Wednesday, January 12, 2011

Trying to take it all in stride...

Evan didn't eat well Monday or Tuesday at daycare.  I worried.  But thankfully, today he ate better, and got in about 10 ounces while he was there (yesterday he maxed out at 6).  He does eat, they say, two or three tablespoons of solids twice a day, so I guess he is getting enough food.  I just worry he is going to get dehydrated.  But, doctor says not to worry about that unless he is lethargic, not having wet diapers, etc., which he is definately NOT - Very active, they say he is extremely happy and playful at daycare, very social and wants to laugh at all the other kids, and stuff like that. 

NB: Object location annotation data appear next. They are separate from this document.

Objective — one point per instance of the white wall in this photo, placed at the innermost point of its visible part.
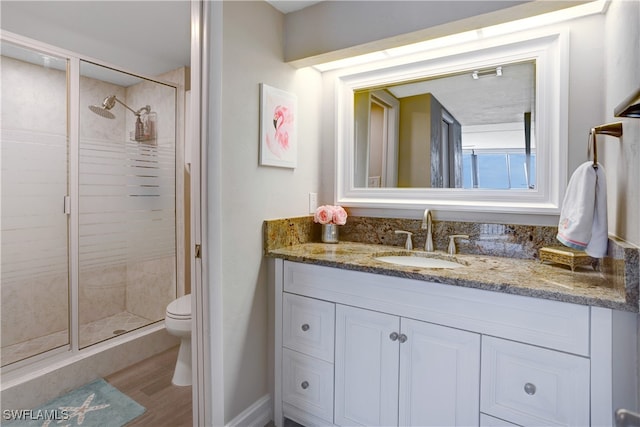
(622, 157)
(252, 54)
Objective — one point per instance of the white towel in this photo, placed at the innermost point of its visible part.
(583, 219)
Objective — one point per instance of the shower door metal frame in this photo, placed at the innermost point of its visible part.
(23, 370)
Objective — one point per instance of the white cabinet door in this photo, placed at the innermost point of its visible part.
(439, 375)
(366, 368)
(533, 386)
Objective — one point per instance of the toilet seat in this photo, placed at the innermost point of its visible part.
(180, 308)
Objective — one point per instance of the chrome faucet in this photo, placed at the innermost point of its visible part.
(451, 250)
(427, 224)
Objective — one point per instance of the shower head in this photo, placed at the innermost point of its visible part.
(110, 101)
(107, 104)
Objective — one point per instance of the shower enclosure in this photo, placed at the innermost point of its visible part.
(88, 202)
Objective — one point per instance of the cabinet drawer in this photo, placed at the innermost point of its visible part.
(307, 384)
(308, 326)
(529, 385)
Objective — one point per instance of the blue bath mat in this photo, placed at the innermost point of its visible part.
(97, 404)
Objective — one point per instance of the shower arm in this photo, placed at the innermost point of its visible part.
(146, 108)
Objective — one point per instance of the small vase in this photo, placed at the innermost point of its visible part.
(329, 233)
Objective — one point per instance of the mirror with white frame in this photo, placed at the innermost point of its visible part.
(471, 129)
(380, 163)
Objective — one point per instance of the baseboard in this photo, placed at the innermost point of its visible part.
(257, 415)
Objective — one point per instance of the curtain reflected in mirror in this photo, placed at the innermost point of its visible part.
(472, 129)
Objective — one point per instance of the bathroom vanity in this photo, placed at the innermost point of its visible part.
(498, 342)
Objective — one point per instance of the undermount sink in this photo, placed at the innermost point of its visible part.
(416, 260)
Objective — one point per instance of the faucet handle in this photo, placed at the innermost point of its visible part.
(408, 245)
(451, 250)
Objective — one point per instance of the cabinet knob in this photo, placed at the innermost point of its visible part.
(530, 389)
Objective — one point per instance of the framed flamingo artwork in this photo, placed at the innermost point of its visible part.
(278, 127)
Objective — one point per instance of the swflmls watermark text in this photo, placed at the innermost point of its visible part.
(35, 414)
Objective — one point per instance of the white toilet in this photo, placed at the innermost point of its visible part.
(177, 320)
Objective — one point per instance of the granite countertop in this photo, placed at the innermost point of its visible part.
(508, 275)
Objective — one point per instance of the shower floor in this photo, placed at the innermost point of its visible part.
(90, 333)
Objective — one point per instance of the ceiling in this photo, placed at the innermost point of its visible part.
(287, 6)
(146, 37)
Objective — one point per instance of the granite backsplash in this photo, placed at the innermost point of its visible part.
(502, 240)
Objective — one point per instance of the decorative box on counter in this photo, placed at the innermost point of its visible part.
(567, 256)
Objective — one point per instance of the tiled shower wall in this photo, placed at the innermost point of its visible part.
(34, 227)
(35, 289)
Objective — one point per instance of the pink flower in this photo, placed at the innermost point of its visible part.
(328, 214)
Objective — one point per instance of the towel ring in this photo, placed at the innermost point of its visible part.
(612, 129)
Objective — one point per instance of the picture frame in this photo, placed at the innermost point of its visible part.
(278, 127)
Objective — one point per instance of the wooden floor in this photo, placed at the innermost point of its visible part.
(149, 383)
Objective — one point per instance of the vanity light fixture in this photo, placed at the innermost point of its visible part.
(630, 107)
(477, 74)
(586, 9)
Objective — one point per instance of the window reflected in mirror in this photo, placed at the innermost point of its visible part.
(471, 129)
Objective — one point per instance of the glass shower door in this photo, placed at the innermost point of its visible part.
(127, 233)
(34, 182)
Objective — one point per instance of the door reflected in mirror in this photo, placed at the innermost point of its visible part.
(470, 129)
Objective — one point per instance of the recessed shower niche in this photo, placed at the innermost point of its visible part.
(88, 202)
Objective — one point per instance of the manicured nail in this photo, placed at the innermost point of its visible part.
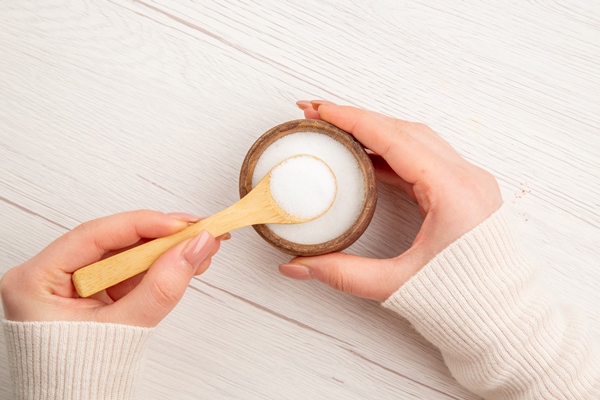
(223, 237)
(316, 103)
(184, 217)
(303, 104)
(198, 249)
(296, 271)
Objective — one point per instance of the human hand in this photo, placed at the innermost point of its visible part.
(453, 196)
(41, 288)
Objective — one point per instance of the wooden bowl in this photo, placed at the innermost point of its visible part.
(368, 207)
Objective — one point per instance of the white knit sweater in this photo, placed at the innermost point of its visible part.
(479, 301)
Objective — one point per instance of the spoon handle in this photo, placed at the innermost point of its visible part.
(112, 270)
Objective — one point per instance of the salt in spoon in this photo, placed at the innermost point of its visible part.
(276, 199)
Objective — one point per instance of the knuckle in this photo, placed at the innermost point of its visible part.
(337, 280)
(163, 294)
(417, 126)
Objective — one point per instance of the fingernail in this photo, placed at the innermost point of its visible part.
(225, 236)
(303, 104)
(296, 271)
(184, 217)
(316, 103)
(198, 249)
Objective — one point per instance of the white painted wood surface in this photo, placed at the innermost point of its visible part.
(108, 106)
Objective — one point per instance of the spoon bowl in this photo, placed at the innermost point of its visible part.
(257, 207)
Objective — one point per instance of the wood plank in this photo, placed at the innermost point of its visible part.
(106, 107)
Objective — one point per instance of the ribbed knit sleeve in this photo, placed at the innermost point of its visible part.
(481, 302)
(74, 360)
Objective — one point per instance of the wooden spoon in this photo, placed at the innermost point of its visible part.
(257, 207)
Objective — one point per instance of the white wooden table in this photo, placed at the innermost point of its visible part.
(108, 106)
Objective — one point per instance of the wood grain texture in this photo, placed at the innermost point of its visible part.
(111, 106)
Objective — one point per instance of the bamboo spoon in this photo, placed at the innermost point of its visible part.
(257, 207)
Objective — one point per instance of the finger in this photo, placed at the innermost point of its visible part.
(163, 285)
(364, 277)
(88, 242)
(121, 289)
(309, 111)
(386, 174)
(388, 137)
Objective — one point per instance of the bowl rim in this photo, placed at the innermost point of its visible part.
(368, 207)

I keep thinking of A Christmas Story (the movie), and the part where Ralphie says, "Every family has a kid that won't eat.  My brother Randy hadn't eaten a full meal in years..."  Or something like that, and then the mom makes Randy eat  his mashed potatoes like a pig. 

I guess Evan is our kid that won't eat.  And going from a Nathan, to an Evan, is kind of stressing me out.  I keep thinking, "you need to eat more.  you need to eat more.  come on, just eat some more!"  Clearly I am my mother's daughter. 

Nathan is at Grandma's, so I am going to spend the next half hour cleaning after this, followed by making myself some dinner, and then it's time for Evan to go to bed.  I am trying to get him on a schedule where 7PM is his bedtime so he is at least getting around 11 or 12 hours a night...especially since the napping at daycare seems nonexistent at the moment!

Then Nathan will be home around 8...and lately I just lay in bed with him, thinking I will just stay for a few minutes,and then two hours later I wake up, all groggy and confused with a foot in my face. 

Such is life I guess.  Taking it in stride.